• Weighed down by resurgent USD demand.
• Fails to benefit from sliding US bond yields.
• Focus shifts to Tuesday’s Chinese macro data.
The AUD/USD pair came under some renewed selling pressure and quickly retreated around 20-25 pips from session tops near the 0.7665 region.
With investors looking past the latest disappointment over the US tax reform plan, resurgent US Dollar demand, primarily led by UK political headlines-led selloff in the British Pound, has been one of the key factors weighing on the major.
Meanwhile, a sharp retracement in the US Treasury bond yields, which tends to benefit higher-yielding currencies, did little to stall the pair's retracement over the past hour or so, back closer to the recent multi-month lows.
The market also seems to have largely ignored a mildly positive trading sentiment around commodity space, with the USD price dynamics acting as an exclusive driver of the pair's movement at the start of a new trading week.

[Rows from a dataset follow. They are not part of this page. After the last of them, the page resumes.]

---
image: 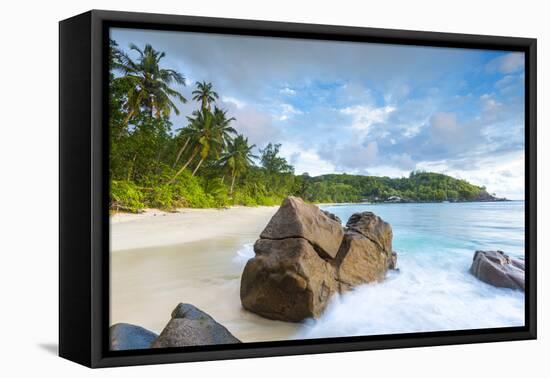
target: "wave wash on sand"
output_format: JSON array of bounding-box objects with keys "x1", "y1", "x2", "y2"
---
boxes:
[{"x1": 110, "y1": 201, "x2": 524, "y2": 344}]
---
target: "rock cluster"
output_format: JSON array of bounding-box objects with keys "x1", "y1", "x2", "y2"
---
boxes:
[
  {"x1": 470, "y1": 250, "x2": 525, "y2": 291},
  {"x1": 109, "y1": 303, "x2": 240, "y2": 350},
  {"x1": 240, "y1": 196, "x2": 397, "y2": 322},
  {"x1": 109, "y1": 323, "x2": 158, "y2": 351},
  {"x1": 152, "y1": 303, "x2": 241, "y2": 347}
]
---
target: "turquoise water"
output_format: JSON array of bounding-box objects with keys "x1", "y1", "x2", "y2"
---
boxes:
[{"x1": 291, "y1": 201, "x2": 525, "y2": 338}]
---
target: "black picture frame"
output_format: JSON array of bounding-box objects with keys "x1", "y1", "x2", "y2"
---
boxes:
[{"x1": 59, "y1": 9, "x2": 537, "y2": 368}]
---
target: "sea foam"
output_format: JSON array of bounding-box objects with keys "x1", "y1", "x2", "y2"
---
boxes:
[{"x1": 233, "y1": 202, "x2": 525, "y2": 338}]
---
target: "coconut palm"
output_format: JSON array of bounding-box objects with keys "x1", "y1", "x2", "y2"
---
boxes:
[
  {"x1": 219, "y1": 135, "x2": 257, "y2": 195},
  {"x1": 171, "y1": 107, "x2": 237, "y2": 180},
  {"x1": 212, "y1": 106, "x2": 237, "y2": 149},
  {"x1": 114, "y1": 43, "x2": 187, "y2": 123},
  {"x1": 169, "y1": 110, "x2": 219, "y2": 181},
  {"x1": 172, "y1": 122, "x2": 200, "y2": 168},
  {"x1": 172, "y1": 87, "x2": 225, "y2": 167},
  {"x1": 192, "y1": 81, "x2": 219, "y2": 111}
]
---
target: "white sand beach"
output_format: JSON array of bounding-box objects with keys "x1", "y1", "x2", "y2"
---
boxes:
[
  {"x1": 110, "y1": 206, "x2": 302, "y2": 342},
  {"x1": 111, "y1": 206, "x2": 280, "y2": 251}
]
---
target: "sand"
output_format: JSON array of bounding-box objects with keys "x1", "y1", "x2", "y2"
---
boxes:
[
  {"x1": 111, "y1": 206, "x2": 280, "y2": 251},
  {"x1": 110, "y1": 206, "x2": 302, "y2": 342}
]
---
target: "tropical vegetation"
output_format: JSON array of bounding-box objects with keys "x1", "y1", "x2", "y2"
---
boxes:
[{"x1": 108, "y1": 40, "x2": 496, "y2": 212}]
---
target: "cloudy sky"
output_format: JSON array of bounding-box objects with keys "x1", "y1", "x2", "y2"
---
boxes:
[{"x1": 111, "y1": 28, "x2": 525, "y2": 199}]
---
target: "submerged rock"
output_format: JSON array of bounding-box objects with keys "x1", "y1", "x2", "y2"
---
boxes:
[
  {"x1": 151, "y1": 303, "x2": 241, "y2": 348},
  {"x1": 109, "y1": 323, "x2": 158, "y2": 351},
  {"x1": 260, "y1": 196, "x2": 344, "y2": 259},
  {"x1": 241, "y1": 197, "x2": 397, "y2": 322},
  {"x1": 470, "y1": 250, "x2": 524, "y2": 291},
  {"x1": 389, "y1": 251, "x2": 398, "y2": 270}
]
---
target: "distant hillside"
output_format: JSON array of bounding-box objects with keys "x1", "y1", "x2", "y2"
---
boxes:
[{"x1": 299, "y1": 171, "x2": 505, "y2": 204}]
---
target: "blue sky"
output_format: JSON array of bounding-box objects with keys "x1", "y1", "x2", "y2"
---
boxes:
[{"x1": 111, "y1": 28, "x2": 525, "y2": 199}]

It would now be interesting to see if the pair continues to find some support near the 0.7630 region amid empty US economic docket and as focus shifts to Chinese data dump, which should provide fresh impetus to the China-proxy Australian Dollar.
Technical levels to watch
A follow through weakness below the mentioned support is likely to accelerate the fall towards the 0.7600 handle en-route 0.7580-75 strong support. On the upside, any up-move beyond 0.7665-70 area might continue to confront fresh supply near the 0.7690-0.7700 region, which if cleared might trigger a short-covering bounce towards mid-0.7700s.